Publicado em Diário de viagem
Nasik, 16/02/1975


Voltávamos à Nasik. O velho ônibus cinzento e amassado cumpria o seu destino de misturar gentes, de chacoalhá-las e... trocá-las de lugar.

Assaltavam-me as questões do Sadhu, ou melhor, as minhas questões a respeito do Sadhu:

O que é brincar com os deuses?

Será uma comunhão, ou uma afronta?

Considerava a intimidade entre homens e deuses do ponto de vista da consciência infantil.
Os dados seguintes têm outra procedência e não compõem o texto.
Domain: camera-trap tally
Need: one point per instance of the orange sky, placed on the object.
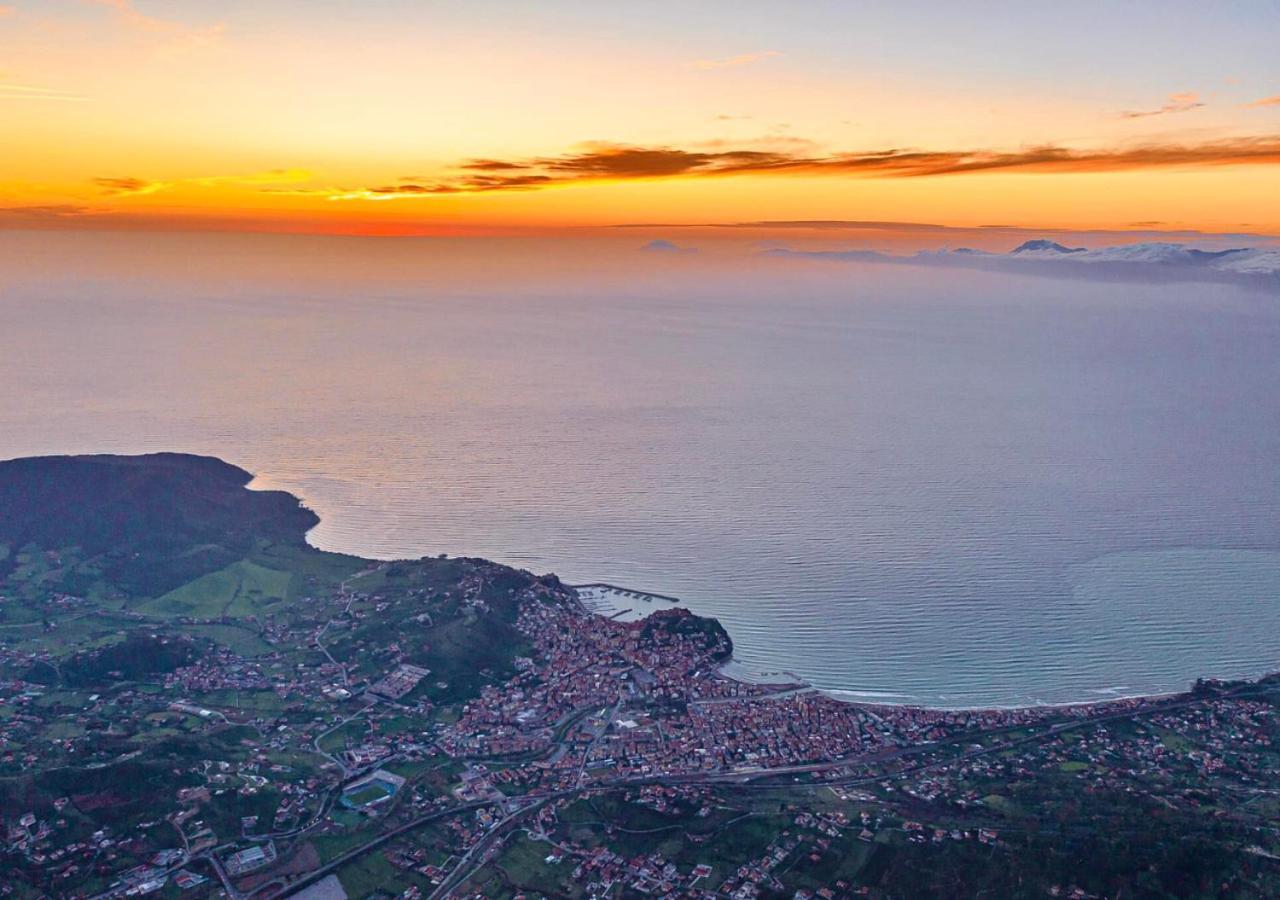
(391, 118)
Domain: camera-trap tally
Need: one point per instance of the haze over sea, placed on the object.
(944, 487)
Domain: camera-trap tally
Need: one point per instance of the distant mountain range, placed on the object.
(1252, 264)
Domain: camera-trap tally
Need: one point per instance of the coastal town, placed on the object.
(300, 723)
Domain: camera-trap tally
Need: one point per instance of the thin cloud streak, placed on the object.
(620, 163)
(732, 62)
(178, 35)
(33, 92)
(1178, 103)
(136, 187)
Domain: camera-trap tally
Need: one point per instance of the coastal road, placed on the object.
(757, 779)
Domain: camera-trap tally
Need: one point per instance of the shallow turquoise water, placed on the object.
(958, 488)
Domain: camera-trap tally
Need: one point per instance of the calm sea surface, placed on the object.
(941, 487)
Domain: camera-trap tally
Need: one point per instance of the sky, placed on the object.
(428, 118)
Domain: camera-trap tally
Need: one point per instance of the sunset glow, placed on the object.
(421, 119)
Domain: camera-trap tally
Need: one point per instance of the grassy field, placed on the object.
(237, 639)
(238, 590)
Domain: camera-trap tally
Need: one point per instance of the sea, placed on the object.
(951, 488)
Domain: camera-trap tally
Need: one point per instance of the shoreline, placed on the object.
(261, 482)
(796, 684)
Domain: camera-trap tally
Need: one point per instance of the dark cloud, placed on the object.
(604, 163)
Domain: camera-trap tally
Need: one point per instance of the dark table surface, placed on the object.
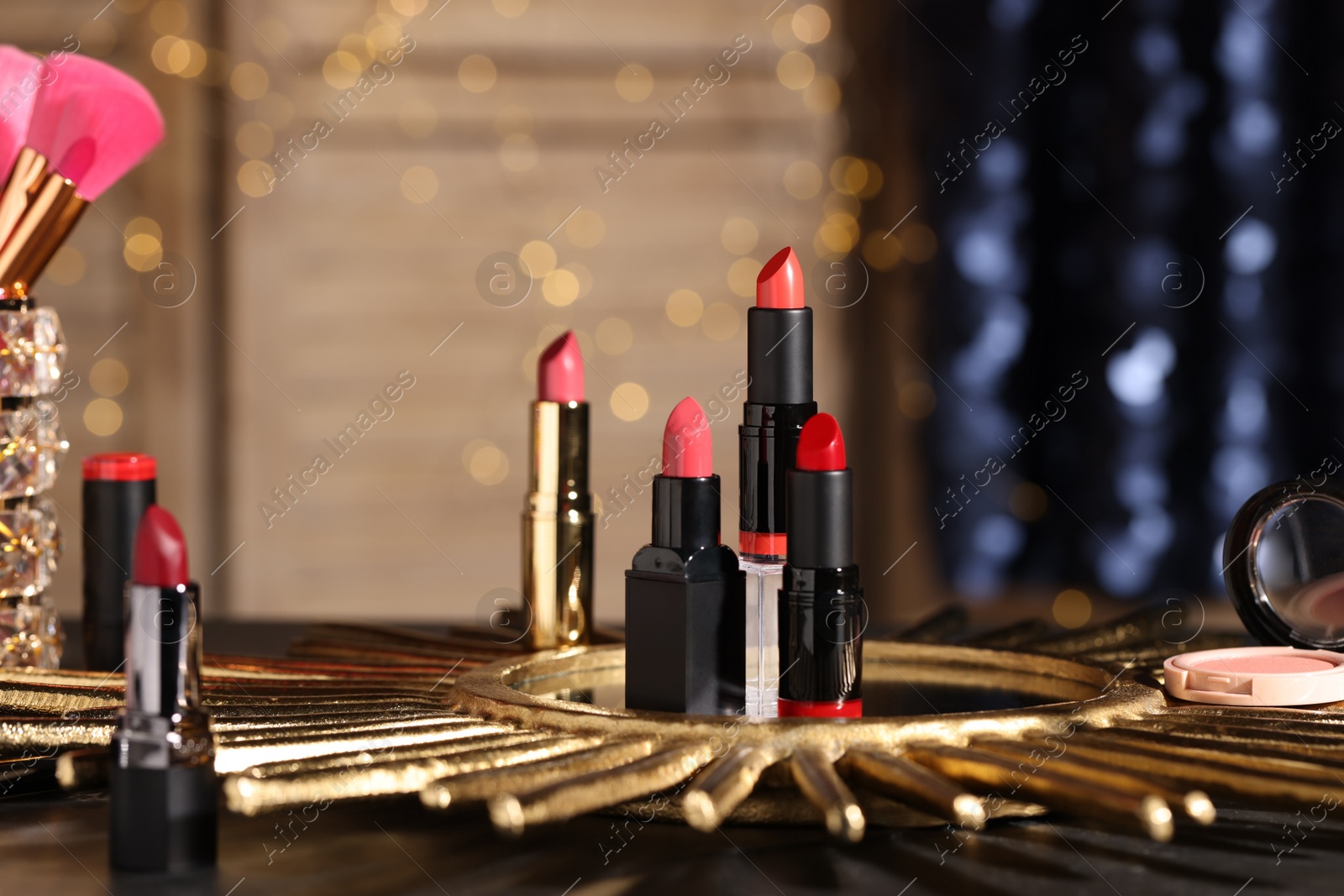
(54, 844)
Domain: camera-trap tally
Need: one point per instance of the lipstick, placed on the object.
(558, 520)
(165, 792)
(118, 490)
(779, 403)
(822, 609)
(685, 594)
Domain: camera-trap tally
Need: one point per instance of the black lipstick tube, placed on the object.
(118, 488)
(822, 609)
(779, 403)
(685, 607)
(165, 792)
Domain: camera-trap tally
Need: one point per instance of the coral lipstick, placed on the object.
(779, 403)
(780, 282)
(118, 490)
(165, 790)
(687, 446)
(558, 520)
(822, 610)
(685, 595)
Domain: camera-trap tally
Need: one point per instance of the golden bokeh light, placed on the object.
(342, 70)
(803, 179)
(420, 184)
(739, 235)
(1073, 609)
(629, 402)
(539, 257)
(811, 23)
(783, 33)
(615, 336)
(918, 244)
(255, 139)
(102, 417)
(476, 73)
(417, 118)
(143, 224)
(109, 378)
(585, 228)
(685, 308)
(168, 18)
(519, 152)
(916, 399)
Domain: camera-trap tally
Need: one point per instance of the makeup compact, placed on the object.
(1284, 570)
(1257, 676)
(1284, 564)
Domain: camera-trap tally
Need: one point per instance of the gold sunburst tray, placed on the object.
(1079, 725)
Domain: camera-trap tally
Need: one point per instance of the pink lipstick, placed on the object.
(165, 790)
(822, 610)
(685, 595)
(559, 371)
(558, 520)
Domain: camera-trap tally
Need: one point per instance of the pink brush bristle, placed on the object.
(93, 123)
(18, 89)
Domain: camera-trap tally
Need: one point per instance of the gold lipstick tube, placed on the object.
(558, 528)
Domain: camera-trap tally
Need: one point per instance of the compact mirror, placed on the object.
(1284, 566)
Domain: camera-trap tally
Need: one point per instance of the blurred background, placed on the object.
(1074, 301)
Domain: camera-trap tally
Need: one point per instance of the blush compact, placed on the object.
(1257, 676)
(1284, 570)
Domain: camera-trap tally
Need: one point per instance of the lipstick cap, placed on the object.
(685, 631)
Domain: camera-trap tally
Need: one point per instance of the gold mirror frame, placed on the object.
(360, 712)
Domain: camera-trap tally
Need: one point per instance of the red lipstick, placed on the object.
(165, 792)
(685, 594)
(558, 520)
(779, 403)
(118, 490)
(559, 371)
(822, 609)
(780, 282)
(160, 551)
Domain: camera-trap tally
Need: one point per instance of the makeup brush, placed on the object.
(92, 123)
(20, 165)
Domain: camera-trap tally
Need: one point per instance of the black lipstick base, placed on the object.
(685, 607)
(163, 820)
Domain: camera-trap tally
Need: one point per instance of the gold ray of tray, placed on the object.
(362, 714)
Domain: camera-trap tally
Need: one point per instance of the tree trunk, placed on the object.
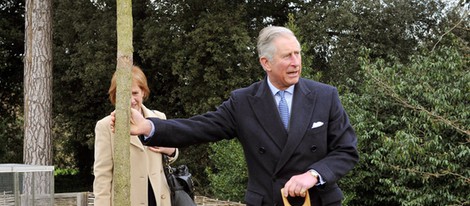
(38, 90)
(123, 97)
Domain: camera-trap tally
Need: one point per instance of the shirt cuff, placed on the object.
(320, 179)
(152, 132)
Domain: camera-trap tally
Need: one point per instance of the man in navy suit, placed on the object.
(309, 152)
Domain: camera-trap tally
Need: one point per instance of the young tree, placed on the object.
(121, 173)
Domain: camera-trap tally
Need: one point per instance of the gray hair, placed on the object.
(266, 36)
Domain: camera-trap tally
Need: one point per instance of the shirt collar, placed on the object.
(274, 90)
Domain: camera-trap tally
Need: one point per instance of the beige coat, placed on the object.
(145, 165)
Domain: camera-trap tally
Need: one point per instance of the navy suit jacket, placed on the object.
(273, 154)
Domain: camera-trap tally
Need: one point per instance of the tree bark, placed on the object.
(123, 97)
(38, 83)
(38, 93)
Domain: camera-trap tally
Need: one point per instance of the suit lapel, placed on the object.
(302, 108)
(263, 105)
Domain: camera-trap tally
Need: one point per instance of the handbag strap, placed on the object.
(306, 202)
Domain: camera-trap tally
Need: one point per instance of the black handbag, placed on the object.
(181, 184)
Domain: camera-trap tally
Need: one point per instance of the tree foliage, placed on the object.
(413, 120)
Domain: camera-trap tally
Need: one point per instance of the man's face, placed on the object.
(285, 67)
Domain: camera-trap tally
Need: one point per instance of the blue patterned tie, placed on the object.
(283, 109)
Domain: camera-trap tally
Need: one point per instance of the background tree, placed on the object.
(11, 78)
(38, 83)
(85, 60)
(38, 94)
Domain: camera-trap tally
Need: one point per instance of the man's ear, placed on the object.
(265, 63)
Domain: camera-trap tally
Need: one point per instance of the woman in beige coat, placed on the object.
(148, 182)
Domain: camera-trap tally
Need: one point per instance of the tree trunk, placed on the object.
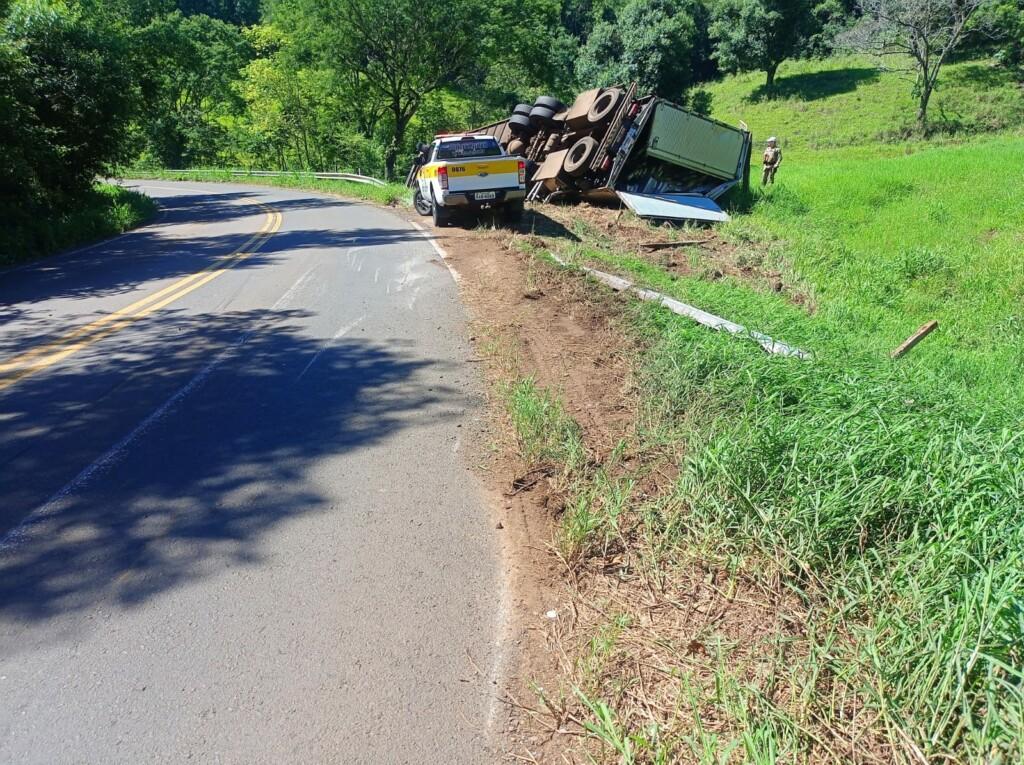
(391, 155)
(926, 95)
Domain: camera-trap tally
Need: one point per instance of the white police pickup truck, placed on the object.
(469, 172)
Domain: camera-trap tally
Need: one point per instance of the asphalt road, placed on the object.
(236, 524)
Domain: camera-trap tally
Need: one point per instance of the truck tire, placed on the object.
(422, 205)
(441, 216)
(551, 102)
(519, 125)
(542, 117)
(580, 157)
(604, 105)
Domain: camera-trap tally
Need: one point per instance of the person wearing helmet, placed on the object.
(772, 159)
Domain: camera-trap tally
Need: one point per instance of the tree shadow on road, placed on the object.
(248, 405)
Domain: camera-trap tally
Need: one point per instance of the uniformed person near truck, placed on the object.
(772, 159)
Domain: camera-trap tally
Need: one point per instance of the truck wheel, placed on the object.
(550, 102)
(580, 157)
(441, 216)
(421, 205)
(513, 211)
(542, 117)
(604, 105)
(520, 125)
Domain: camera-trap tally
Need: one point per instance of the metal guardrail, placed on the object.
(354, 177)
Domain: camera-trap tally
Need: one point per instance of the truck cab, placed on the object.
(470, 173)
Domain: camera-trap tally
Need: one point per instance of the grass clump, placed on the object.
(105, 211)
(894, 510)
(885, 496)
(390, 195)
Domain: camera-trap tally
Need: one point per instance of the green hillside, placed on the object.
(898, 482)
(848, 100)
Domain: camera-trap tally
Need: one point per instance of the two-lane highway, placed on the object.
(236, 525)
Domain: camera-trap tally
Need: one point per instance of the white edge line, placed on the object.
(439, 250)
(342, 331)
(112, 456)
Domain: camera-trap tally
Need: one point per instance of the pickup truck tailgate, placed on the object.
(472, 175)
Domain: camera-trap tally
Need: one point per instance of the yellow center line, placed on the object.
(31, 362)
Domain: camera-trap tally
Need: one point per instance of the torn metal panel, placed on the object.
(664, 161)
(695, 142)
(674, 207)
(551, 166)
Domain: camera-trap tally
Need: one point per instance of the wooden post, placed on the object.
(924, 331)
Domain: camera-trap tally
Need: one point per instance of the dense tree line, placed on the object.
(87, 85)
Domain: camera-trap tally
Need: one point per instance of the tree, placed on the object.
(401, 50)
(925, 31)
(650, 42)
(188, 66)
(759, 35)
(69, 93)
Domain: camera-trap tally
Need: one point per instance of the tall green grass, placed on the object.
(889, 493)
(894, 505)
(107, 211)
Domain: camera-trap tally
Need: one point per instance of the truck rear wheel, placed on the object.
(440, 215)
(422, 206)
(604, 105)
(580, 157)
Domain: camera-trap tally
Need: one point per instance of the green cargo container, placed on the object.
(695, 142)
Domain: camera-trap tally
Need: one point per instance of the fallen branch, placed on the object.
(669, 245)
(924, 331)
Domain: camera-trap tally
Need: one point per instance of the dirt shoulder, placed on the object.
(532, 321)
(611, 633)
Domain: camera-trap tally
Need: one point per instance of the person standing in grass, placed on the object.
(772, 159)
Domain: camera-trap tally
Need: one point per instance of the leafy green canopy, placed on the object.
(760, 34)
(653, 42)
(68, 92)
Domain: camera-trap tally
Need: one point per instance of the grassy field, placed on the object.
(108, 211)
(887, 495)
(849, 101)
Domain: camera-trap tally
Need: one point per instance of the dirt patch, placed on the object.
(679, 250)
(646, 632)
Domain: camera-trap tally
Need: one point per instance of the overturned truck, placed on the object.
(659, 159)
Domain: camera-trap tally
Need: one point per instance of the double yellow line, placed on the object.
(17, 368)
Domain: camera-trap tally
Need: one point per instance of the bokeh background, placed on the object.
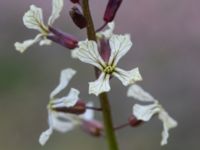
(166, 36)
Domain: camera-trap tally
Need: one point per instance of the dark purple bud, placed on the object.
(62, 38)
(78, 18)
(111, 10)
(75, 1)
(78, 109)
(92, 127)
(134, 122)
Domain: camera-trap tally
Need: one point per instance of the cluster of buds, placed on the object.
(68, 112)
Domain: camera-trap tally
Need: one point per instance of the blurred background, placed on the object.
(166, 36)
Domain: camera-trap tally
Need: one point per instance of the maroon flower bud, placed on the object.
(62, 38)
(75, 1)
(78, 18)
(92, 127)
(78, 109)
(134, 122)
(111, 10)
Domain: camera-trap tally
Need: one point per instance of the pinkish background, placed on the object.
(166, 36)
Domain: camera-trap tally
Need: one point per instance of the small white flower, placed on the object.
(60, 121)
(145, 112)
(33, 19)
(88, 53)
(108, 32)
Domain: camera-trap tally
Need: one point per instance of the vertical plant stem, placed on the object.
(107, 118)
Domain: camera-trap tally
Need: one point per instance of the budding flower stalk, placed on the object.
(111, 10)
(78, 18)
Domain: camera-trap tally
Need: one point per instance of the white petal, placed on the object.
(145, 112)
(89, 114)
(168, 123)
(33, 18)
(44, 137)
(108, 32)
(57, 6)
(62, 122)
(65, 76)
(68, 101)
(45, 41)
(128, 77)
(21, 47)
(88, 53)
(100, 85)
(120, 45)
(139, 93)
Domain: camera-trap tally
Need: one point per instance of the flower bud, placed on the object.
(75, 1)
(78, 18)
(92, 127)
(78, 108)
(134, 122)
(111, 10)
(62, 38)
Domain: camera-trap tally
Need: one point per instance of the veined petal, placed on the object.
(65, 76)
(89, 114)
(57, 6)
(100, 85)
(120, 45)
(140, 94)
(68, 101)
(44, 136)
(62, 122)
(21, 47)
(45, 41)
(145, 112)
(168, 123)
(108, 32)
(88, 53)
(33, 18)
(128, 77)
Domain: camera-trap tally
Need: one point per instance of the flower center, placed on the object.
(109, 69)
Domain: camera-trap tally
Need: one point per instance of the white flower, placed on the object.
(88, 53)
(33, 19)
(145, 112)
(60, 121)
(108, 32)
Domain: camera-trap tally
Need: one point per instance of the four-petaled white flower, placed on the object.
(88, 53)
(59, 121)
(145, 112)
(33, 19)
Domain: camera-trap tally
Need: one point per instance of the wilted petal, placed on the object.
(88, 53)
(145, 112)
(33, 18)
(21, 47)
(57, 6)
(168, 123)
(65, 76)
(108, 32)
(89, 114)
(120, 45)
(139, 93)
(62, 122)
(44, 137)
(68, 101)
(45, 41)
(100, 85)
(128, 77)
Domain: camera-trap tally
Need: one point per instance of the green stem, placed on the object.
(107, 118)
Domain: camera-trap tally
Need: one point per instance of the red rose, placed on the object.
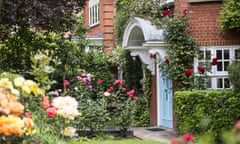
(201, 69)
(166, 61)
(166, 12)
(214, 61)
(188, 72)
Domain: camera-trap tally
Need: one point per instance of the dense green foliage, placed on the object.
(181, 51)
(206, 112)
(234, 75)
(230, 14)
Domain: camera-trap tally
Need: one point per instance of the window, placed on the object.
(93, 12)
(217, 74)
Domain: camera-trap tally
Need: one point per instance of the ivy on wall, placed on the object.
(182, 48)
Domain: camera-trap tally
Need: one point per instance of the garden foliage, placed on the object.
(206, 112)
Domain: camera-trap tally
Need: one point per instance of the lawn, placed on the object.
(124, 141)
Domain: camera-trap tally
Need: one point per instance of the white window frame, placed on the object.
(94, 12)
(214, 75)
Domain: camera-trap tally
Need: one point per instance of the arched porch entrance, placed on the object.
(142, 38)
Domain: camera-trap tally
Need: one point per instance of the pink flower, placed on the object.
(214, 61)
(68, 90)
(166, 61)
(237, 125)
(117, 82)
(90, 87)
(188, 72)
(28, 114)
(201, 69)
(46, 103)
(152, 56)
(51, 112)
(185, 11)
(83, 74)
(134, 97)
(99, 81)
(174, 141)
(84, 80)
(66, 83)
(131, 93)
(166, 12)
(110, 89)
(123, 89)
(78, 77)
(188, 137)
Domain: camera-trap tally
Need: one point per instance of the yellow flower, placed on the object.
(4, 82)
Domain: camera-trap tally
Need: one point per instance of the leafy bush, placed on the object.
(206, 112)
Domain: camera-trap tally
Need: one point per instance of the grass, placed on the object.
(121, 141)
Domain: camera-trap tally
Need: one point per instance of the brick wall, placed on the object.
(204, 21)
(106, 23)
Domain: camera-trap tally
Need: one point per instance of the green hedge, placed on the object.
(206, 112)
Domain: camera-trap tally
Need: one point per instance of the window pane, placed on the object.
(226, 83)
(226, 54)
(226, 65)
(208, 82)
(219, 83)
(208, 55)
(219, 66)
(219, 54)
(237, 54)
(201, 55)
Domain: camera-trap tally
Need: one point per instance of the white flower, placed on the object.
(68, 112)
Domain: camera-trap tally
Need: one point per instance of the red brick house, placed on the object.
(98, 17)
(142, 39)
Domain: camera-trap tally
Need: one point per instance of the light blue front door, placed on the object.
(165, 97)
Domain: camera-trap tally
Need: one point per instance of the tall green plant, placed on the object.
(181, 51)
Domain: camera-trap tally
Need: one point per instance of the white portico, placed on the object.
(142, 38)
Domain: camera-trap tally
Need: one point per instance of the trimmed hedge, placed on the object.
(206, 111)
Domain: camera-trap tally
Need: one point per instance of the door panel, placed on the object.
(165, 97)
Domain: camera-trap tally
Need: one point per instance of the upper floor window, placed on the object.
(93, 12)
(217, 74)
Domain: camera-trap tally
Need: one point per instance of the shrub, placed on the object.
(206, 112)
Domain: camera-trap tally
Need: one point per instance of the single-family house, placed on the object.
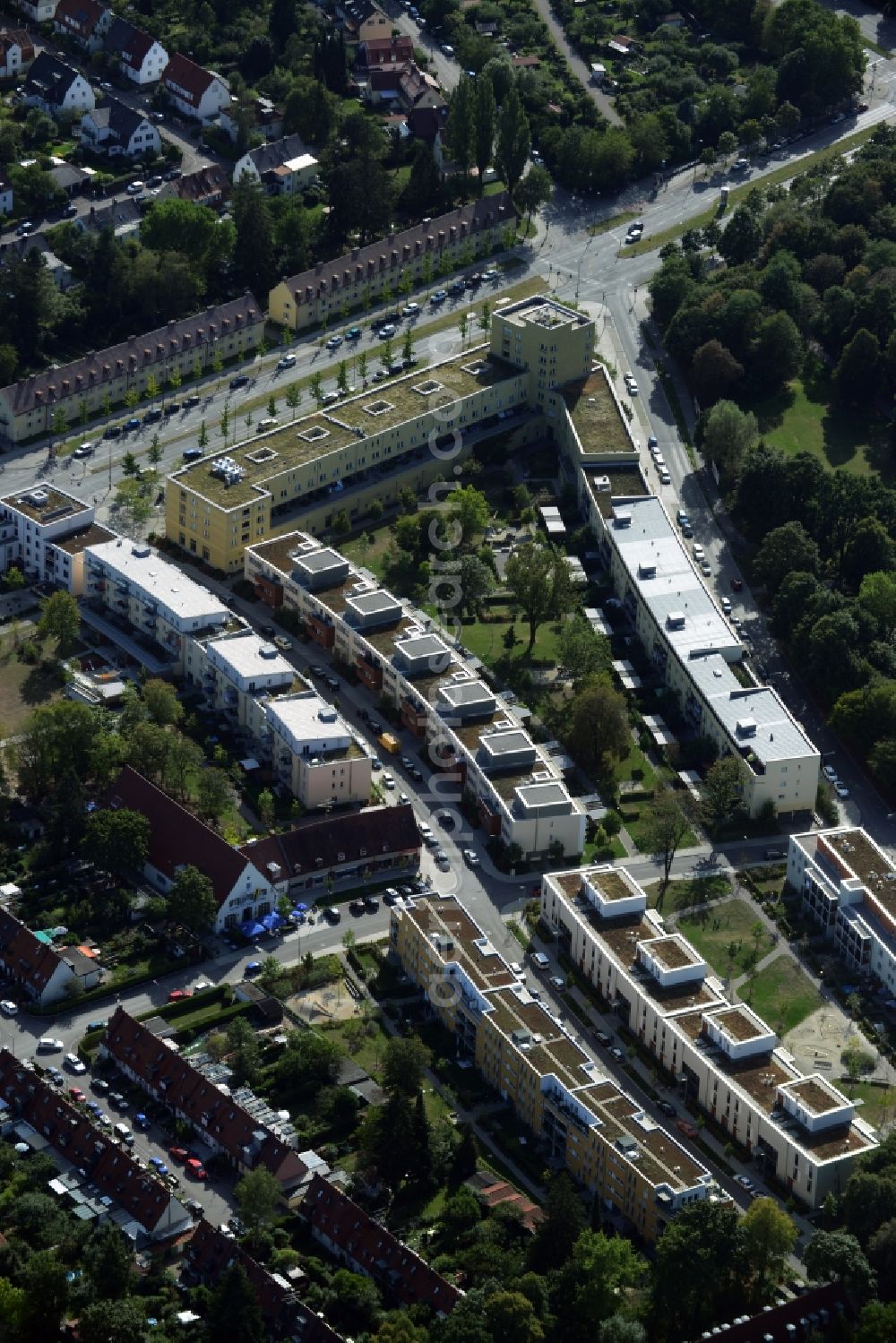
(45, 973)
(386, 51)
(56, 86)
(195, 91)
(16, 53)
(86, 22)
(116, 129)
(109, 1173)
(137, 56)
(284, 167)
(39, 11)
(207, 185)
(366, 1246)
(177, 839)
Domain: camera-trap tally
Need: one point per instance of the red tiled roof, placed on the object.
(148, 350)
(373, 833)
(80, 16)
(191, 81)
(26, 958)
(210, 1253)
(164, 1073)
(373, 1249)
(67, 1130)
(16, 38)
(177, 837)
Os deuses são potências, potestades. Tudo o que tem poder sobre todos nós, ou cada um de nós, considerado de um modo eterno, atemporal, fora da História, é um deus, ou está, provisoriamente, em seu lugar, em seu trono (dentro da História, politicamente determinado).

Podemos ter, ou não ter, consciência de um poder que atue sobre nós todos, ou sobre cada um de nós. Se podemos reconhecê-lo, dizemos, então, que o conhecemos e damos a ele um nome.

O adulto incorre numa série de conquistas que lhe dão algum poder na vida, ao mesmo tempo em que se despoja da esperança de conquistar outra série de poderes que reconhece estar fora de seu alcance. Por um lado domina, por outro é dominado. Chama-se a isso conhecer os seus deuses tutelares e, por conseguinte, conhecer também as potências inimigas e as amigas, e as indiferentes.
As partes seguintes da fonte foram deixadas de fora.